July 19, 2021
UCalgary researchers at work on a vaccine against a fatal infectious disease affecting deer and potentially people
Can an infectious and deadly prion disease of deer and elk jump species and infect humans?
New research by the Faculty of Veterinary Medicine (UCVM) indicates that’s a real likelihood.
“Our new data show that there is the potential for chronic wasting disease (CWD) to infect people,” says Dr. Hermann Schaetzl, MD, PhD, professor of prion biology and immunology and associate dean, research at UCVM. “Whether it already has happened, there's no data, but the more CWD prions you have out there in the environment, the higher the risk that human infections will occur in the future.
Disease rapidly spreading
And there’s a lot of CWD in the environment. It’s killing deer in Alberta and Saskatchewan and rapidly spreading north, putting already endangered woodland caribou at greater risk. Westward expansion into the Rocky Mountains endangers elk, deer, moose and woodland caribou in Banff and Jasper National Parks.
“CWD is really exploding. In the last year, as many new cases were detected in one hunting season as in the previous 15 years altogether.” says Dr. Sabine Gilch, PhD, associate professor at UCVM and Canada Research Chair in Prion Disease Research. CWD can remain active in carcasses, saliva, and feces of infected animals and elsewhere in the environment for many years, leading to further infection of animals.
CWD is one of a group of infectious illnesses called prion diseases. One of the best-known prion diseases is bovine spongiform encephalopathy (BSE), or mad cow disease. They occur when normal prion proteins, found on the surface of many cells, become abnormal and clump in the brain, causing brain damage and eventually death.

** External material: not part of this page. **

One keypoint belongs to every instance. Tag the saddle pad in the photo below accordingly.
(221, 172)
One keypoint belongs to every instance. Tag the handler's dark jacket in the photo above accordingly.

Findings suggest risk to humans
“Prion diseases are known in humans. Previous studies have indicated the probability of CWD to transmit to humans to be very low, but now we have generated newer data in a study where CWD was transmitted to Macaque monkeys. Macaques are very similar to humans, they're currently the best model for testing zoonotic potential of prions,” says Gilch.
These new findings confirming people might be at risk of CWD make another UCVM research project evaluating an oral CWD vaccination strategy more crucial than ever.
“Work with the vaccine is going really well,” says Schaetzl. “We’re collaborating with a few groups including University of Alberta, Colorado State University and VIDO (Vaccine and Infectious Disease Organization at the University of Saskatchewan) and we have different approaches that are looking good in our animal models.”
The vaccine doesn’t prevent the disease, but it delays its onset. Which is a significant factor in reducing the rapid spread of CWD.
“There's a pretty concerted research and funding effort now. And we're not putting our money on one vaccine, it's two or three vaccines and we have to produce them in an amount, in a packaging form, which allows us to do this oral vaccination in the wildlife,” says Schaetzl. “Three years ago, there was less support for the vaccination strategy, but that’s changed with COVID. Everybody's so much more in favor of vaccines now. We’re still a few years away and the vaccine will not be 100 percent effective, but it will do the job over time.”
Funding sources for these projects include Alberta Environment and Parks, Alberta Prion Research Institute (APRI), National Institutes of Health (NIH), Genome Canada/Genome Alberta, NSERC, and Margaret Gunn Endowment for Animal Research.
Hermann Schaetzl is a member of the Hotchkiss Brain Institute and the Snyder Institute
Sabine Gilch is an adjunct member of Department of Biochemistry and Molecular Biology in the Cumming School of Medicine.